On edge hardware, the E4B is truly quickly. Jackrong reports 45– 60 tokens per second on iPhone 17 Pro Max, and 90– 120 tokens per second on MacBook Air M3/M4 through MLX. The 26B MoE architecture indicates it unloads with dignity on combined memory systems or GPUs with under 10GB of VRAM. Hessling called it his everyday chauffeur suggestion for VRAM-starved setups.
Both designs are offered in GGUF format, which indicates you can drop them directly into LM Studio or llama.cpp without setup. The complete training code and a detailed fine-tuning guide are on Jackrong’s GitHub– exact same pipeline he utilized for Qwopus, exact same Unsloth and LoRA setup, reproducible on Colab.

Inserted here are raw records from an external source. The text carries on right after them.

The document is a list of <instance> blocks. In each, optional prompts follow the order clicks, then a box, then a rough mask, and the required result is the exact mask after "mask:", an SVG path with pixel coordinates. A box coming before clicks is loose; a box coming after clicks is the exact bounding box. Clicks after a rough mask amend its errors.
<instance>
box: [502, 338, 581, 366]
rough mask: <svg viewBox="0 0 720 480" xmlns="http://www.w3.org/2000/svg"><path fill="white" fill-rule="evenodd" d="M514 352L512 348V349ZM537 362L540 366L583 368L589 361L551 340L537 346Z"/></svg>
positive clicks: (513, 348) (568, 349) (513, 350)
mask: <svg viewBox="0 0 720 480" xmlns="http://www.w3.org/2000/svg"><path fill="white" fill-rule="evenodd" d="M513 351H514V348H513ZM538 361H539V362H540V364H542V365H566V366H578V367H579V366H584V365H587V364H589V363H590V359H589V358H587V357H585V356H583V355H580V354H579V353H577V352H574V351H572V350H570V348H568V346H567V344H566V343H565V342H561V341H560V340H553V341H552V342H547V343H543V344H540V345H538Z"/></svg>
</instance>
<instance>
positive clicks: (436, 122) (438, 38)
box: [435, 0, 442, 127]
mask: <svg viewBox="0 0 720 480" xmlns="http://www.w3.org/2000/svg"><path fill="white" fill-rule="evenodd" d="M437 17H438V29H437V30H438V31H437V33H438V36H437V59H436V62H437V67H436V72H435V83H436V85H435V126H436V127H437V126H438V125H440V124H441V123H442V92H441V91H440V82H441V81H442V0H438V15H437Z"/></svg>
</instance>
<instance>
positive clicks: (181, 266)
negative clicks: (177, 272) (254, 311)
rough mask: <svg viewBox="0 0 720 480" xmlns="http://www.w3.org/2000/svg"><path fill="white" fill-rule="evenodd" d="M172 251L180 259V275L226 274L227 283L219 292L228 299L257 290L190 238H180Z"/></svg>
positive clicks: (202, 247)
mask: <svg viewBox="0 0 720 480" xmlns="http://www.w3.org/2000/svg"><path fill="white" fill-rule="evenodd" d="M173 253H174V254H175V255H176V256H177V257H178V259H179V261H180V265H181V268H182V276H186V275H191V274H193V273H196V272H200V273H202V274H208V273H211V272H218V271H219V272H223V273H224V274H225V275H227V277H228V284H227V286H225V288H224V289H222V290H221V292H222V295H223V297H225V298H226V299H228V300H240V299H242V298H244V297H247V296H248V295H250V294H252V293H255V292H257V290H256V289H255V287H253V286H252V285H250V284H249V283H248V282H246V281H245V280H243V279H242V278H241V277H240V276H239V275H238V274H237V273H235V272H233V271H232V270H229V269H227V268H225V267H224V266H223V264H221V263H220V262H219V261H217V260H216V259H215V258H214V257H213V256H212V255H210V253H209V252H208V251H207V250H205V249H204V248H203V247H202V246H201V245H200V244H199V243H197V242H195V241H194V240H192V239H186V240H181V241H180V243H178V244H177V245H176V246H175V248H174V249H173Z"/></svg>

Gemopus is not without its rough edges. Tool calling stays damaged throughout the whole Gemma 4 series in llama.cpp and LM Studio– call failures, format inequalities, loops– so if your workflow depends upon representatives utilizing external tools, this is not your design yet. Jackrong himself calls it “an engineering expedition recommendation instead of a totally production-ready service,” and advises his own Qwopus 3.5 series for anybody who requires something more steady genuine work.
And due to the fact that Jackrong intentionally prevented aggressive Claude-style chain-of-thought distillation, do not anticipate it to feel as deeply Opus-brained as Qwopus– that was a mindful tradeoff for stability, not an oversight.
Yeah the approach on this one was stability initially, it is my understanding that the Gemma designs tend to end up being unsteady if you require a lot of Claude believing traces into them, you can see this when checking numerous other Opus gemma tweak on hugging face.
Jackrong attempted a.
— Kyle Hessling (@KyleHessling1) April 10, 2026
For those who wish to go deeper into Gemma fine-tuning for thinking particularly, there is likewise a different neighborhood job worth viewing: Ornstein by pseudonmyous designer DJLougen, which takes the exact same 26B Gemma 4 base and focuses particularly on enhancing its thinking chains without depending on the reasoning or design of any particular 3rd party design.
One truthful caution: Gemma’s training characteristics are messier than Qwen’s for fine-tuners– broader loss changes, more hyperparameter level of sensitivity. Jackrong states so himself. If you require a more battle-tested regional design for production workflows, his Qwopus 3.5 series stays more robustly verified. However if you desire an American design with Opus-style polish, Gemopus is presently your finest offered alternative. A denser 31B Gemopus variation is likewise in the pipeline, with Hessling teasing it as “a banger for sure.”
If you wish to attempt running regional designs on your own hardware, examine our guide on how to start with regional AI.
Daily Debrief Newsletter
Start every day with the leading newspaper article today, plus initial functions, a podcast, videos and more.